How to Do Good AND Do Well at the Same Time

Often the best investments are those where the entrepreneur is way out on the leading edge of the possible. These break-out deals are generally priced right, with low early valuations/share price, and yet have the potential to disrupt or reinvent existing businesses and sometimes even entire industries.

These break-out developments represent potential opportunities for big profits while also often addressing a major problem or existing challenge to the health and welfare of our society. Solving big problems with disruptive innovation is the way to both riches and honor.

Northfield Laboratories, started just outside of Chicago in Northfield, Illinois, was such a company. In the mid-1980’s, the AIDS epidemic was ravaging society, threatening to move into the mainstream as a serious pandemic. It needed to be contained. It was determined that one major source of transmission was blood transfusions. An “artificial blood” was needed that would be totally sterile and guaranteed free of AIDS or other blood-borne diseases, could be used for any patient without having to match blood types, and could be priced competitively to current blood transfusions.

About a decade earlier, unaware of the AIDS epidemic to come, a U.S. Navy doctor and surgeon in Vietnam saw many soldiers and sailors die on the battlefield because there was not such a product, particularly one that would not require matching blood types. Such a product would be invaluable for urgent battlefield emergency care.

When the doctor returned from the war, he was determined to create such a life-saving blood product.

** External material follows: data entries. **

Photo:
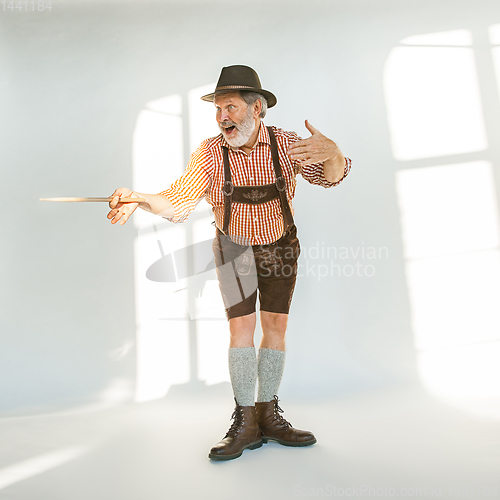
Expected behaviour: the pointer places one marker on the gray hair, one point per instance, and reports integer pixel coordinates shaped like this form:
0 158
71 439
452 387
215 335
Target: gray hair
251 97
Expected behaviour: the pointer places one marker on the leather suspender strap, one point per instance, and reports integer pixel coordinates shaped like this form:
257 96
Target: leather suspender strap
280 182
227 189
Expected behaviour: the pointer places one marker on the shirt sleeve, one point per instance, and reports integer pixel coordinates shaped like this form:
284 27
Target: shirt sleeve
314 173
189 189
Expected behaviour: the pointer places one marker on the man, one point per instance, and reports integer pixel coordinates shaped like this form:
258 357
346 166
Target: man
248 175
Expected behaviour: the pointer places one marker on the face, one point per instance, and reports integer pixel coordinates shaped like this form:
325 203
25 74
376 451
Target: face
235 118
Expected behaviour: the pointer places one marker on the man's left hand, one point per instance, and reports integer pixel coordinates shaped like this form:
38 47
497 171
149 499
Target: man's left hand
315 149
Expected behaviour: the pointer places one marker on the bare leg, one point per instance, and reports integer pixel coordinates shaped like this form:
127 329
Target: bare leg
273 330
242 330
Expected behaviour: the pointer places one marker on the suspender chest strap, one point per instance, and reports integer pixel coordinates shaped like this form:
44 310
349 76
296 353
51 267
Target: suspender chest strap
255 195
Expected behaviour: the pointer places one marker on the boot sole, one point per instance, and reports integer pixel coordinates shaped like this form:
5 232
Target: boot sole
265 439
251 446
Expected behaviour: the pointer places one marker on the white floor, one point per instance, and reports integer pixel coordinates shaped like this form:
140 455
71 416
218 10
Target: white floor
392 444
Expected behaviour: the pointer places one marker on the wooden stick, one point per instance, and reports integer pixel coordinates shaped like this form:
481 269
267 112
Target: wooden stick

He went to work, recruiting several researchers, funding product development through government and defense grants, and moving the development well along into animal trials. The emergence of the AIDS crisis gave the project even greater urgency.

The nascent team came to the attention of one of this book’s authors while I was a venture capital investor at the Allstate Insurance Company. . . . The Allstate Venture Capital Division would on occasion roll the dice on potentially break-away investments, particularly when there could also be a significant societal benefit. Northfield Laboratories was such an investment opportunity.